Donatella Possamai. Интертекстуальность и символический капитал: «Рос и Я» Михаила Берга
WIENER SLAWISTISCHER ALMANACH. SONDERBAND 64. WIEN — MÜNCHEN 2006
Выражение: «уже 20 лет широко известный в узких кругах»,[1] — относится к судьбе многих представителей поколения, которое в результате эпохальных исторических сдвигов в зрелые годы неожиданно оказалось в новом социально-культурном мире. Михаил Берг (настоящая фамилия: Штернберг)[2] родился 15 июня 1952 года в Ленинграде. С начала 80-х годов он активно вовлечен в жизнь литературного “андеграунда,”[3] выступая одновременно и как прозаик, и как теоретик литературы. Пересечение и взаимодействие этих двух сфер — в равной степени тесно связанных с эстетикой постмодернизма — становится очевидным в его романах, в особенности в Рос и я, написанном в 1986 году, но опубликованном впервые только в 1990-м. Среди девяти романов,[4] написанных Бергом за 20-летний период, именно в этом произведении интертекстуальная и метатекстуальная игра представлена в наибольшей степени — в сущности, перед нами произведение, которое принято определять как постмодернистский роман sui generis.

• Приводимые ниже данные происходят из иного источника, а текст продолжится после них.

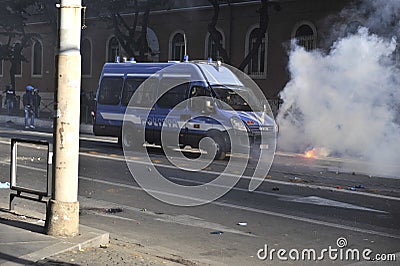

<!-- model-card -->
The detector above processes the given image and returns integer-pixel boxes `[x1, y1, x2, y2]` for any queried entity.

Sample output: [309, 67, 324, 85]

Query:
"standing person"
[5, 85, 15, 115]
[22, 85, 35, 128]
[33, 88, 42, 118]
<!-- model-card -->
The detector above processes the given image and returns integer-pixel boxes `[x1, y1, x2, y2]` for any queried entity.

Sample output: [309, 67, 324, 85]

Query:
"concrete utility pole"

Хотелось бы начать с некоторых предварительных замечаний по поводу того, что Жерард Женетт называет «паратекстом» произведения, в котором уже достаточно явно проявляется важное для романа игровое и мистифицирующее начало. Начнём с названия: Рос и я. Здесь очевидна омофония со словом Россия, разделённом на три слоговые части, из которых первая (Рос) является названием одного из рассказов, включённых в роман, и собственным именем героини самого рассказа (чьим именем названо еще и поэтическое сочинение). Многие критики уже говорили об этом и о двусмысленности, порождаемой игрой слов: Русь, Рос, Роза и Россия. «Кто ты, страна или женщина?..» (361) — вопрошает рассказчик в поэме «Рос». На наш взгляд, ещё не отмечалась прямая культурная отсылка (на этот раз внетекстовая) к книге Олжаса Сулейменова 1975 года Аз и я,[5] где омофония со словом Азия, разбитом на три слога, осложнена тем, что первый слог совпадает с первой буквой русского алфавита, а также с личным местоимением 1-ого лица в церковнославянском языке. Неизбежное сопоставление двух названий вызывает богатую серию ассоциаций (начиная с Россия versus Азия и/или Азия versus Россия), передавая тонкую интертекстуальную игру уже одним только названием.

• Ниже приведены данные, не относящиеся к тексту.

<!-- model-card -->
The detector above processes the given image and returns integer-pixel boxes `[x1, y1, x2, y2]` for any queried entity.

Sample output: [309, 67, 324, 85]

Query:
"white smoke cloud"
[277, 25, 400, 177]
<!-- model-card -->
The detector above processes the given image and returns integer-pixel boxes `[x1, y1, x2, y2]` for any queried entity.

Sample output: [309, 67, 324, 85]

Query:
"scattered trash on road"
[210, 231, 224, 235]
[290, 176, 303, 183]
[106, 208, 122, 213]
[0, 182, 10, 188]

Перейдём ко второму элементу паратекста, а именно к имени автора. Рос и я, впервые опубликованное в Вестнике литературы (№ 1, 1990), подписано Ф. Эрскин. Речь идёт не столько о псевдониме, сколько о том, что Женетт называет «фикцией автора»,[6] поскольку фиктивная личность псевдоавтора подкреплена разнообразными текстуальными отсылками. Во вступлении к роману, начинающемся словами: «Присуждение этому скромному труду Пулитцеровской премии за прошлый год…» (267) — Эрскин описывает путь, который привёл его к созданию «сухого научного труда» (267), посвящённого поэту и писателю Александру Инторенцо. Пара Эрскин — Инторенцо во многом воспроизводит отношения Кинбота и Шейда в Pale fire Владимира Набокова. Как и Кинбот, Эрскин одержим своим объектом исследования и набрасывается на других критиков с той же яростью, проникнутой безумием, с какой Кинбот обращается к своим хулителям в предисловии. Также как и комментарий к Бледному пламени, который превращается в роман о затерянном королевстве Zembla, монография об Инторенцо становится поводом для фантастической истории о стране, не существующей в реальности.

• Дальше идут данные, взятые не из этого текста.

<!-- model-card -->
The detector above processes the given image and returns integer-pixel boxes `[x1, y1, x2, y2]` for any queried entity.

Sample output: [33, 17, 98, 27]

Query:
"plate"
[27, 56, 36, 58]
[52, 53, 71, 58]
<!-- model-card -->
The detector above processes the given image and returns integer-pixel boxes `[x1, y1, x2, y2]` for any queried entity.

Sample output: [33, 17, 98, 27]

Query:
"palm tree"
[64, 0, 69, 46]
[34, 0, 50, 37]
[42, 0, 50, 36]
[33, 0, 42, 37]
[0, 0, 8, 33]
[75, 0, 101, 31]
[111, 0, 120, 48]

Описать в общих чертах структуру сюжета Рос и я — трудная задача: чрезвычайно сложно выделить конкретные повествовательные линии внутри этой хаотичной энциклопедии России, где теснятся стилизации, пародии, каламбуры, мистификации, цитаты (скрытые и нет, изменённые и нет), находящиеся, к тому же, в постоянном движении между различными историко-культурными зонами, что делает неопределенным и пространственно-временной горизонт романа. Показательное, что, если читать в различных рецензиях на роман только части, посвящённые тому, что можно назвать сюжетом, а затем сравнить их, то у нас сложится впечатление, что мы имеем дело не с одним, а с несколькими романами, по количеству рецензентов.[7] Как замечает М. Липовецкий: «Сюжет в такого рода текстах обычно распадается на множество микросюжетов»,[8] — в которых различные жанры и стили, использованные внутри одного текста, объединены общим диалогическим знаменателем. Таким образом, в рецензии, которая неизбежно пытается выделить и поставить в привилегированное положение тот или иной «микросюжет», тот или иной «голос», становится очевидным типично постмодернистское явление «двойного кодирования»: наличие по крайней мере двух регистров внутри одного и того же текста делает возможным два или больше различных, но в равной мере адекватных, прочтения.
Как было сказано выше, Рос и я — это пародийная биография Александра Инторенцо (в котором без труда узнается Александр Введенский), в которой также рассказывается и о других близких герою персонажах, в том числе и о Денисе Ювачёве (Даниил Хармс). Как полагает Ирина Ско- ропанова,[9]композиционно этот роман имитирует литературно-критический дискурс: в тексте монографии Эрскина присутствуют и ссылки на источники, и цитаты из других критиков (с ними Эрскин нередко вступает в жесткую полемику), и многие другие узнаваемые элементы академического стиля. Кроме того, в семи главах монографии (плюс предисловие) представлены семь отдельных произведений, среди которых рассказы и поэтические сочинения самого Инторенцо или близких ему людей.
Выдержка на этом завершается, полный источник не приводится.